Er was geen weg terug.
De student(e) stapte op de fiets en trapte zich naar het sportcomplex.
Daar liep hij de dameskleedkamer binnen, waar een aantal studentes zich aan het aan- en/of uitkleden was.
De BlackBerry van de student stond in de filmmodus.
Natuurlijk ging het mis.
De studentendames hadden het plots in de gaten, pikten het niet en iemand van de balie belde de politie.
In zijn malle kleding moest hij mee naar het bureau.

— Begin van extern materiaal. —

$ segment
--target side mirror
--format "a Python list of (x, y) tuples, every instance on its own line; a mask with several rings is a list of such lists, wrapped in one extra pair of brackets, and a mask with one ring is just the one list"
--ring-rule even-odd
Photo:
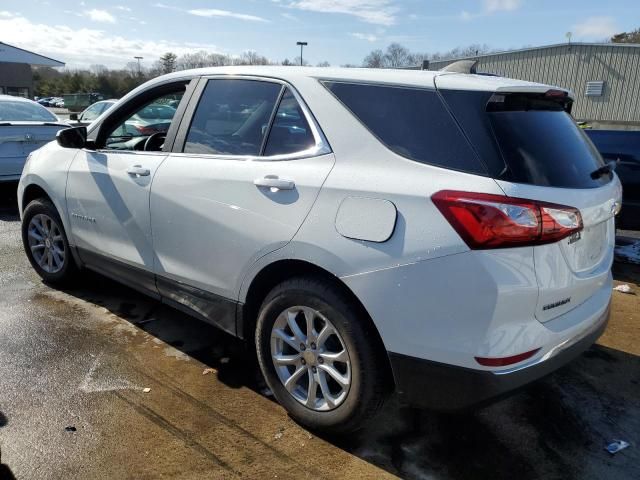
[(87, 144), (87, 127), (72, 127), (56, 134), (58, 145), (63, 148), (84, 148)]

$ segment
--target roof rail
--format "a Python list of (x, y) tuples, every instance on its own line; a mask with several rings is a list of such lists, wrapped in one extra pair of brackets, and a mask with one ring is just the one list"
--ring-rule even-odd
[(450, 63), (444, 68), (441, 68), (441, 72), (454, 72), (454, 73), (477, 73), (476, 68), (478, 66), (478, 60), (458, 60), (457, 62)]

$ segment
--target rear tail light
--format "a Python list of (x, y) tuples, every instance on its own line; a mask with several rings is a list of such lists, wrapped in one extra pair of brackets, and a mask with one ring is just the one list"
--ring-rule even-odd
[(431, 199), (474, 250), (543, 245), (582, 230), (580, 211), (564, 205), (453, 190)]
[(531, 358), (539, 351), (540, 349), (536, 348), (535, 350), (519, 353), (518, 355), (513, 355), (511, 357), (475, 357), (475, 359), (476, 362), (485, 367), (506, 367)]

Daar werd alles op papier gezet.
Wat een toestand.
Het zal vast op een moment zijn geweest dat agenten even niets te doen hadden, want na enige tijd belde de politie met de studenten die het niet hadden gepikt.
Of ze geen aangifte wilden doen?
Na enig aandringen wilden ze dat wel.
Bang misschien dat ze in de blote bips zouden opduiken op het internet.
Dat laatste gebeurde niet, want de student had het heimelijk gefilmde gewist.
En zo gebeurde het dat de student, inmiddels afgestudeerd, in zittingszaal 14 belandde.
Anderhalf jaar na het gebeuren en op van de zenuwen.
Anderhalf jaar lang had hij moeten leven met de strafzaak en de ongewisse uitkomst daarvan boven het hoofd.
Dat was hem niet in de kouwe kleren gaan zitten.
Behalve schaamte, was hij ook bang dat hij zijn baan zou kwijtraken.
Dat zijn hele studie voor niets was geweest.
Moeder was hypernerveus op de gang blijven zitten, ze durfde de confrontatie in de rechtszaal niet aan.
Vader dapper wel.
Aanranding, zegt de officier van justitie.
Aanranding van de eerbaarheid.
Een misdrijf tegen de zeden.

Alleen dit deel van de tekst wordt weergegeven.